Line 207 – Presumably this relationship was calculated from Figure 5, though figure 5 is not mentioned at all in the text. What is the uncertainty in the emission rate resulting from the quality of the fit to the data in Figure 5 etc? What is the goodness of the linear fit in general? This is perhaps the most significant comment I would make about the paper in terms of the novel science it offers. Why would a relationship such as this (calculated for a controlled release at Bedford) be applicable to releases in York? As stated earlier, previous studies have quantified their own relationships for other cities/environments, under very different conditions, so how is the relationship for Bedford relevant elsewhere? And what is the potential uncertainty that results in applying it elsewhere? The fact that some other studies cited seem to have been published with similarly worrying oversights does not validate the approach here. A quick look at Figures 2 to 5 show just how flaky any empirical relationship is. I do believe that mobile methods such as this can be a great way to detect fugitive emissions in urban environments in general. But I am not convinced here that they can be used to derive emissions rates with any traceable error, especially using empirical relationships derived in one location/conditions, and then applied to very different environments (e.g. with buildings/obstacles perturbing flow). It makes no conceptual dynamical sense. The relationship between enhancement and emission rate would be different for different windspeeds, surface roughness etc. With that in mind, I have no confidence in the accuracy of the leak rates presented in Figure 12 and section 3. The methods described in the paper could be very useful for leak detection, but not leak quantification. I would recommend the paper is resubmitted to describe mobile use in leak detection and source attribution (i.e. source type using ethane and NOX as discriminators for example). Alternatively, a robust emissions error quantification, accounting for differences between Bedford and York conditions, could make the results in Section 3 more meaningful.
Technical corrections:
Line 49: Change to “UK’s”.
Line 51. Full stop in wrong place? Sentence does not make sense.

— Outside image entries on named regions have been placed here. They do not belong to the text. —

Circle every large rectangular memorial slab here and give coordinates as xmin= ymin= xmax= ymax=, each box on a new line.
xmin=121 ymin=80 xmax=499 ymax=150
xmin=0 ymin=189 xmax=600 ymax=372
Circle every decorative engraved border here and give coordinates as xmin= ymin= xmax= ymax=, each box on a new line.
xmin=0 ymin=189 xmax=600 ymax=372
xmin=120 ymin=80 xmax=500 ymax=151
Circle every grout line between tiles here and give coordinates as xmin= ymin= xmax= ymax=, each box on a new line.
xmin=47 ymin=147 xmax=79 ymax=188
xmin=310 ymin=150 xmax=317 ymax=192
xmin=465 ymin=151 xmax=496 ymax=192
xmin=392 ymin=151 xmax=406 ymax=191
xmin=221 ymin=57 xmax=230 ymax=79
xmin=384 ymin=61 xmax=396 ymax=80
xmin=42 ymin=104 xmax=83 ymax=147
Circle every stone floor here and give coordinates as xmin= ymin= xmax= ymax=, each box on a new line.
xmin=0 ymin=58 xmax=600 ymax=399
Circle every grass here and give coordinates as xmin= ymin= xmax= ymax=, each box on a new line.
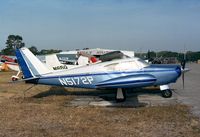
xmin=0 ymin=72 xmax=200 ymax=137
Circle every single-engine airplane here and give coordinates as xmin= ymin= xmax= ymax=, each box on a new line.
xmin=16 ymin=47 xmax=188 ymax=102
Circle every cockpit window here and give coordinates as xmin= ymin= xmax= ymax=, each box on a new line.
xmin=137 ymin=59 xmax=149 ymax=68
xmin=105 ymin=61 xmax=141 ymax=71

Line 84. Full stop needed after …”emissions”.
Line 86 Change “has” to “have”.
Line 135- sentence does not make sense.
Line 142_ Change “drives,…” to “mobile surveys” to avoid confusion. Check other instances.
Figure 2 is not referred to explicitly in the text. Please add to Section 2.2.
Line 160 – space needed between number and unit “5 s”, as has been done correctly on line 158 – please check and correct throughout. “44.5m” on line 161 is another example correction. There are many more.
At this point, I will have to stop listing typos, grammar mistakes and other technical corrections. It is not a reviewer’s job to correct a paper in detail. The paper needs a thorough proof-read. Some of the mistakes do affect the potential meaning of the narrative. There are several senior co-authors on this paper – it is disappointing that they did not help the lead author a little more with this, or insist it was checked well prior to submission.
Line 283 – equation has a black square – something went wrong in the version online?